# Simple POS tagging by Using KoNLPy

* Official site : http://konlpy.org/
* How to install(Ubuntu, CentOS, OS X, Windows) : http://konlpy.org/en/v0.4.4/install/

---

## Environment

* Kernel : Python 2.7
* OS : Windows 10
* csv file encoding : utf-8

---

There are 5 pos tagging classes in KonlPy, and comparison is in http://konlpy.org/en/v0.4.4/morph/.
* Kkma
* Komoran
* Hannanum
* Twitter
* Mecab

The example of using Pos tagger

In [3]:
from konlpy.tag import Hannanum
hannanum = Hannanum()

print hannanum.pos(u'안녕하세요, 저는 아루베입니다.')

[(u'\uc548\ub155', u'N'), (u'\ud558', u'X'), (u'\uc138', u'E'), (u'\uc694', u'J'), (u',', u'S'), (u'\uc800', u'N'), (u'\ub294', u'J'), (u'\uc544\ub8e8\ubca0\uc785\ub2c8', u'N'), (u'\uc774', u'J'), (u'\ub2e4', u'E'), (u'.', u'S')]

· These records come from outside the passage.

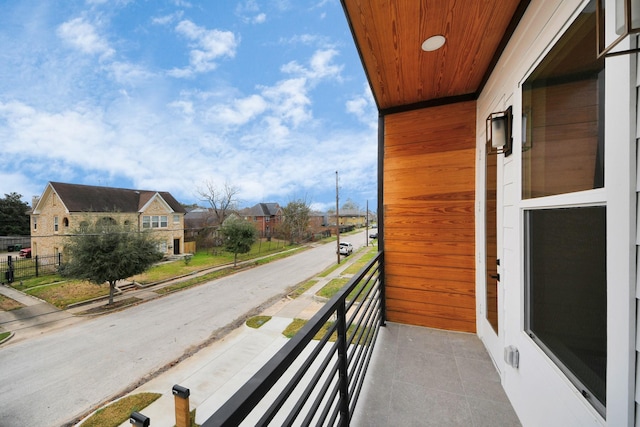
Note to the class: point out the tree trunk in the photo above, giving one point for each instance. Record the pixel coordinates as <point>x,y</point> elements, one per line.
<point>112,288</point>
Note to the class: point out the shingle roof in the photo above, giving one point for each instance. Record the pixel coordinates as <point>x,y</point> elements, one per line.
<point>89,198</point>
<point>264,209</point>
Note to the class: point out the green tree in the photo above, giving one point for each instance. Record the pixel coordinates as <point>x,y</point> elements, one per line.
<point>295,220</point>
<point>108,252</point>
<point>14,220</point>
<point>238,235</point>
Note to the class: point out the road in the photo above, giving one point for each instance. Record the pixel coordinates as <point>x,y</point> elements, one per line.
<point>51,380</point>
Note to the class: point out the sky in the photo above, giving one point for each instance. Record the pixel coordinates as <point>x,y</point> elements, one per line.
<point>168,95</point>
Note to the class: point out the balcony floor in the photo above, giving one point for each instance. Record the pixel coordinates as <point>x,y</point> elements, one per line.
<point>429,377</point>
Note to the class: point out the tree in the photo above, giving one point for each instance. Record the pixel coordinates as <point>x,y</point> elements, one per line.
<point>108,252</point>
<point>295,220</point>
<point>222,200</point>
<point>14,220</point>
<point>238,236</point>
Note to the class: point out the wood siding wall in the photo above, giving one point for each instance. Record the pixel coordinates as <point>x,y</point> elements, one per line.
<point>429,222</point>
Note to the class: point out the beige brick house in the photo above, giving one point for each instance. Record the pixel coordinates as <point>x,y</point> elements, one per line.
<point>62,208</point>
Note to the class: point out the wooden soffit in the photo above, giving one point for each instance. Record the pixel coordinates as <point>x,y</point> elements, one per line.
<point>389,35</point>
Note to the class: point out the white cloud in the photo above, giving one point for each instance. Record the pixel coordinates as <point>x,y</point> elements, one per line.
<point>83,35</point>
<point>207,46</point>
<point>363,107</point>
<point>320,66</point>
<point>238,112</point>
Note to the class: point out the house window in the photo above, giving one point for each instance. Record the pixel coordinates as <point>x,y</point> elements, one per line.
<point>155,221</point>
<point>565,235</point>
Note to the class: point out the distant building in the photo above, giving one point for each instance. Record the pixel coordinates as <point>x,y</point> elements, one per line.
<point>62,208</point>
<point>266,217</point>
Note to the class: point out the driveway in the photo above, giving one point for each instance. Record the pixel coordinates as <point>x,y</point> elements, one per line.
<point>51,380</point>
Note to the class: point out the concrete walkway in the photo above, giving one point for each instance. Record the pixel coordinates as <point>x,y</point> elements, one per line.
<point>215,373</point>
<point>212,374</point>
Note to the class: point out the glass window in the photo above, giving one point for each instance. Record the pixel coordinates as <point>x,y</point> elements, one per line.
<point>565,244</point>
<point>563,110</point>
<point>567,293</point>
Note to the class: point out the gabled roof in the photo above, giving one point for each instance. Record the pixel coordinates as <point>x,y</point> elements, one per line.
<point>89,198</point>
<point>264,209</point>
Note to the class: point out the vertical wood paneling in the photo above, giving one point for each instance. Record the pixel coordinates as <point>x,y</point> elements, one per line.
<point>429,222</point>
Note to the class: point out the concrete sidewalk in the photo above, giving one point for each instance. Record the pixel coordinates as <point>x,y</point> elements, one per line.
<point>216,372</point>
<point>213,373</point>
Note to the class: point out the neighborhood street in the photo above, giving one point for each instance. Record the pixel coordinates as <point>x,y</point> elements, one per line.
<point>52,379</point>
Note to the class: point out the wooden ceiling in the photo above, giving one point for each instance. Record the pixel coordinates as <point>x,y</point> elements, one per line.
<point>389,35</point>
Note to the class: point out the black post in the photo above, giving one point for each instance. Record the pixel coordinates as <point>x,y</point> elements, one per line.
<point>10,269</point>
<point>343,374</point>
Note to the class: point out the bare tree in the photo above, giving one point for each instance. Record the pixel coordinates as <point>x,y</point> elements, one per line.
<point>295,220</point>
<point>222,200</point>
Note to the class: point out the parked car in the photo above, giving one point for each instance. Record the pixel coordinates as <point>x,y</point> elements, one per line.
<point>25,253</point>
<point>346,248</point>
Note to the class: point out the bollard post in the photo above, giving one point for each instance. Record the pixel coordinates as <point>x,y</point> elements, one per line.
<point>138,420</point>
<point>181,398</point>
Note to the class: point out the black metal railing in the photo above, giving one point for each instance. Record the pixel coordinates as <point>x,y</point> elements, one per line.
<point>316,378</point>
<point>17,268</point>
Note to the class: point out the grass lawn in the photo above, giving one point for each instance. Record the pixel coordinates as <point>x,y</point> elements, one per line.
<point>23,285</point>
<point>119,412</point>
<point>302,289</point>
<point>73,291</point>
<point>203,260</point>
<point>8,304</point>
<point>365,258</point>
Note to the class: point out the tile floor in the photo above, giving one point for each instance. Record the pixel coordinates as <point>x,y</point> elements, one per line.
<point>428,377</point>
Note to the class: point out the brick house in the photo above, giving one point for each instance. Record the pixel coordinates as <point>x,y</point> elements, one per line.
<point>62,208</point>
<point>266,217</point>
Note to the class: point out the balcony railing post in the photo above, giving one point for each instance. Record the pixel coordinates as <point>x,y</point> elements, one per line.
<point>343,375</point>
<point>383,291</point>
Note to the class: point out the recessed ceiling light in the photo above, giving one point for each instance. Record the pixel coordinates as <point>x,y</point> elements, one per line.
<point>433,43</point>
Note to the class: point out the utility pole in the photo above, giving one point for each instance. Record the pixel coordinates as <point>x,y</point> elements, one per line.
<point>366,221</point>
<point>337,218</point>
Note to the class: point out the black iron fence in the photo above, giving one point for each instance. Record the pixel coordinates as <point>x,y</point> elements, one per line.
<point>316,378</point>
<point>16,268</point>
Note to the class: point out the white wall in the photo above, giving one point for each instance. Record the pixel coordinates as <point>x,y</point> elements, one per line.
<point>539,392</point>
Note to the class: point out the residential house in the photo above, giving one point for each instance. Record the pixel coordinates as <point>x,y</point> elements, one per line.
<point>266,217</point>
<point>532,247</point>
<point>62,208</point>
<point>508,190</point>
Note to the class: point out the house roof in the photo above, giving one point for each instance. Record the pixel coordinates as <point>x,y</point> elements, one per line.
<point>389,35</point>
<point>89,198</point>
<point>264,209</point>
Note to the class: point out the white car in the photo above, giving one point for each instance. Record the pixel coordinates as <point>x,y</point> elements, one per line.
<point>346,248</point>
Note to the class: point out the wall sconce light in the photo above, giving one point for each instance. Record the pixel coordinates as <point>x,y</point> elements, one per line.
<point>499,138</point>
<point>615,21</point>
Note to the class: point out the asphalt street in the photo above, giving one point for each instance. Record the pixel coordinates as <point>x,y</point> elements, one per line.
<point>53,379</point>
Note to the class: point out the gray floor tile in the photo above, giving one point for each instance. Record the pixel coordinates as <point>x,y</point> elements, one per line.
<point>427,377</point>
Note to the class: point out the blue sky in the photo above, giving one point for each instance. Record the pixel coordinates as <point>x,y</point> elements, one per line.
<point>268,96</point>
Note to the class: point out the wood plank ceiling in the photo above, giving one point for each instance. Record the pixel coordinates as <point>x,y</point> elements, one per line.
<point>389,34</point>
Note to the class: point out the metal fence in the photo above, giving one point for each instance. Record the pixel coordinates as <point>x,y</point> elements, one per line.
<point>313,381</point>
<point>17,268</point>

Because it is unicode, result is not good at looking. We don't know actual Korean from printed result. Just separating them makes it much clearer.

In [13]:
result = hannanum.pos(u'안녕하세요,저는ahroobe입니다.')
for word,pos in result:
    print word,pos

안녕하세요,저는ahroobe입니 N
이 J
다 E
. S


In POS definition, Twitter has simplest POS definition. Result would be changed when we use Twitter POS tagger for same sentence.

pos tags comparision chart link : https://docs.google.com/spreadsheets/d/1OGAjUvalBuX-oZvZ_-9tEfYD2gQe7hTGsgUpiiBSXI8/edit#gid=0

In [7]:
from konlpy.tag import Twitter
twitter = Twitter()

In [10]:
result = twitter.pos(u'안녕하세요,저는ahroobe입니다.')
for word,pos in result:
    print word,pos

안녕하세 Adjective
요 Eomi
, Punctuation
저 Noun
는 Josa
ahroobe Alpha
입니 Adjective
다 Eomi
. Punctuation


## Example of csv file

In [22]:
import csv
# I use csv library to load csv files. (more convenient)

with open('./sample.csv','w') as writefile:
    writer = csv.writer(writefile)
    writer.writerow(['temp','temp','안녕하세요로로로롤~~이런것도가능할까요?저는띄어쓰기같은거몰라요'])

## Load csv file and analyze it.

In [26]:
with open('./sample.csv','r') as readfile:
    reader = csv.reader(readfile)
    # next(reader) # If there is header, skip it.
    for row in reader:
        # Get certian column value. Here, we get second values of row.
        # and decode it by utf-8
        data = row[2].decode('utf-8')
        result =  twitter.pos(data)
        for word,pos in result:
            print word,pos
        

안녕하세 Adjective
요로로 Noun
로 Josa
롤 Noun
~~ Punctuation
이런 Adjective
것 PreEomi
도 Eomi
가능할 Adjective
까 Eomi
요 Noun
? Punctuation
저 Noun
는 Josa
띄어쓰기 Noun
같은 Adjective
거 Eomi
몰라 Verb
요 Eomi